Die Geschichte spielt in einer realen Umgebung: dem Vijayanagara-Reich, das im 15. und 16. Jahrhundert den größten Teil Südindiens bedeckte und ein Schmelztiegel von Kulturen und Ideen war. Vor diesem Hintergrund finden Kämpfe zwischen vergessenen Königreichen und Kriegsherren statt, es gibt magische Begegnungen und Episoden von Verrat und Gier; wir lesen von verborgenen Kräften, die der menschlichen Natur entgehen. Auf den Seiten von Victory City brodelt alles, sogar die Geschlechteridentität: Die Figur der Pampa Kampana, die den Thron anstrebte, ohne ihn zu erreichen, könnte als Rechtfertigung der Frauen in einer patriarchalischen Welt angesehen werden (der kollektive Selbstmord ihrer Mutter und der Witwen anderer Soldaten auf einem Scheiterhaufen erinnert an das Schicksal indischer Frauen). Der Roman ist ein großes Fresko, fast eine Kosmogonie. Aber es enthält auch Botschaften, die angesichts des erlittenen Angriffs auf Rushdie besondere Relevanz erhalten: der immer drohende Schatten der Intoleranz, der den Schriftsteller seit Jahrzehnten verfolgt; Pluralität als Wunsch, der frustriert wird, wenn er von Ideen zu Tatsachen wird. Diese Themen waren bereits in Midnight’s Children (1981) und The Moor’s Last Sigh (1995) präsent.
Diejenigen, die den Tod des Romans vorhergesagt haben, müssen diese Prognose sicherlich mit jedem neuen Rushdie-Buch zurückgenommen haben, und Victory City schafft es auf Platz 16. Neben magischem Realismus enthält Rushdies neuester Roman eine Menge Tatsachengeschichte, die in einem Spiegelspiel verschlüsselt ist oder Matrioskas, die russischen Puppen. Die gesamte Erzählung hat eine historische Grundlage. Die Brüder und Militärführer Hukka und Bukka existierten wirklich, ebenso wie die Stadt, die sie gründeten, nachdem Pampa einen Haufen Samen in den Wind gestreut hatte. Vijayanagar, Hauptstadt des Imperiums von 1336 bis 1565 – die Zeit, in der Pampa in der Geschichte lebte – überlebt heute in den Ruinen von Hampi, einem UNESCO-Weltkulturerbe.
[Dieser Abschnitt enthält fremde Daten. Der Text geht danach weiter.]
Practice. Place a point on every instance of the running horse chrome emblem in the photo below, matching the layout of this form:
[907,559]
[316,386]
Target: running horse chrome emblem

Victory City wird in den ersten Zeilen als Manuskript präsentiert, das in einem lange vergrabenen Tontopf gefunden wurde, ein „immenses erzählendes Gedicht“ in Sanskrit, geschrieben von Pampa Kampana selbst: die geheime Geschichte eines Imperiums, verdichtet von einem namenlosen Schreiber der Gegenwart, „ein bescheidener Autor, weder ein Gelehrter noch ein Dichter, sondern einfach ein Garnspinner“, sagt der Erzähler von sich. Ein Demiurg mit Vor- und Nachnamen: Salman Rushdie, Autor dieses modernen Ramayana.